Industry analysts call it “The Amazon Effect” – when a retail behemoth makes an unexpected move into the shopping market, making waves throughout the industry. However, shoppers are not the only ones being affected. Retail establishments, vendors and manufacturers are also seeing major shifts in the way they do business. These changes are likely to accelerate throughout the coming years as the mix of online and local shopping options continue to rise.
Findings from a recent survey conducted by Food Marketing Institute and Nielsen project that 70% of shoppers will be grocery shopping online within 5-7 years. Online shopping has grown rapidly amongst the time-starved 18-35 age group, in particular. Up to 43% of Millennials shop online for groceries at least occasionally, a dramatic shift from only 18 months ago. Overall, online grocery is one of the fastest-growing segments in the retail landscape, and it is driving some considerable changes in basket size and frequency.
Online Grocery: Current State
The growth in online grocery sales is staggering: industry experts anticipate that U.S. sales will exceed $29.7 billion by 2021. Even more interesting is that there is a difference between the type of products purchased and their frequency between online and local retail grocery establishments. Americans are most likely to purchase snacks, cereals and canned goods online, while pre-made meals, dairy and meats are typically purchased in-store.
According to a recent study by Food Insight, shoppers purchase groceries online about 30% of the time. To better understand online shopping habits, it’s also helpful to know which groups are buying groceries online.
The US Online Grocery Consumer Survey found that shoppers ages 30-44 are more likely to shop online (28.3%) compared to other age groups. Moreover, minority shoppers are nearly 10% more likely to shop online than those who identify as white. College education has little impact on their online purchase behavior as 31% of non-college shoppers and 28% of college shoppers choose to shop online most of the time.
The Changing Basket Size
Along with shifts in what is being purchased, there are significant differences in how many of the items are making it into baskets based on channels and delivery methods. As reported in the consumer survey, the average basket size for general online grocery orders was $90.61 over a 12-month period. For click-and-collect grocery orders – in which shoppers order online and pick up in store – the average basket size was $71.76. This online shopping method – which is growing among Millennials – was 30% higher than the basket size for physical grocery stores ($55.18), which presents an opportunity for grocery retailers.
As online shoppers shift to full-basket grocery “trips” – primarily driven by Walmart and Kroger – local retailers must find ways to increase their basket size by providing online services. They should also consider incorporating in-store features that contain a digital crossover such as handheld scanners, mobile coupons or self-service checkouts. A global Nielsen study notes that shoppers are increasingly willing to utilize online self-service options while in a physical store.
Online Shopping Frequency
Although the average online basket size has grown 11% in the past year, order frequency remained fairly unchanged, according to a new shopper research report by Brick Meets Click. In fact, the average monthly orders among active online shoppers increased by only 1% from 2017 to 2018. The slow growth may be attributed to the fact that online shoppers often make bulk purchases to qualify for free delivery or to justify the delivery charges, reducing the need to make frequent grocery trips. This is especially true for shoppers ages 30-44 who are more willing to plan grocery shops ahead of time due to their busy schedules, and in turn, place the largest online grocery orders.

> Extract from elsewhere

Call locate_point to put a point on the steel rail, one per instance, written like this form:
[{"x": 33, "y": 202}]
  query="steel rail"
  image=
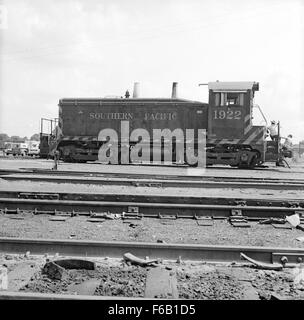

Conversely, 32% of shoppers bought groceries in-store 2-3 times per week in 2017. But although in-store grocery trips occur more frequently than online grocery orders, 85% of the additional trips are from shoppers leaving the store with smaller baskets. As people turn to online channels, more shoppers are visiting stores to buy pre-made foods that are convenient and closer to consumption rather than to stock up their pantries.
Adapting to the Retail Shift
Brick-and-mortar stores are quickly adjusting to account for the differences in shopping habits, with the primary driver being convenience. One way that local retailers can capture more of the online grocery market share is to provide delivery options. Home delivery remains the most popular way for online shoppers to retrieve their groceries, and many retailers are partnering with services such as Instacart and Postmates to offer same-day and sometimes one- or two-hour delivery. Alternatively, click-and-collect is becoming more popular among online grocery shoppers who don’t want to wait for deliveries or choose to forego the charges.
Local retailers can also introduce new in-store experiences to attract online shoppers. Publix is one of the retailers testing new store concepts. Its GreenWise Markets provide healthy, natural and organic products, and they’re designed for shoppers who need to make a quick stop for ready-to-eat meals. Shoppers can find premade burrito bowls, Mediterranean pizza, sushi and smoked wings, as well as attend wine and cheese tastings – transforming the grocery trip into an in-store dining experience.
Although the majority of shoppers still visit physical stores to purchase groceries, offline basket sizes are decreasing while the average online basket size is increasing rapidly among active online shoppers. Retailers can attract these online shoppers by leveraging home delivery and click-and-collect choices, and testing new store formats that better serve shoppers’ in-store preferences. Transforming the shopping experience to include convenient online services will ensure your store remains abreast of the evolving industry trends.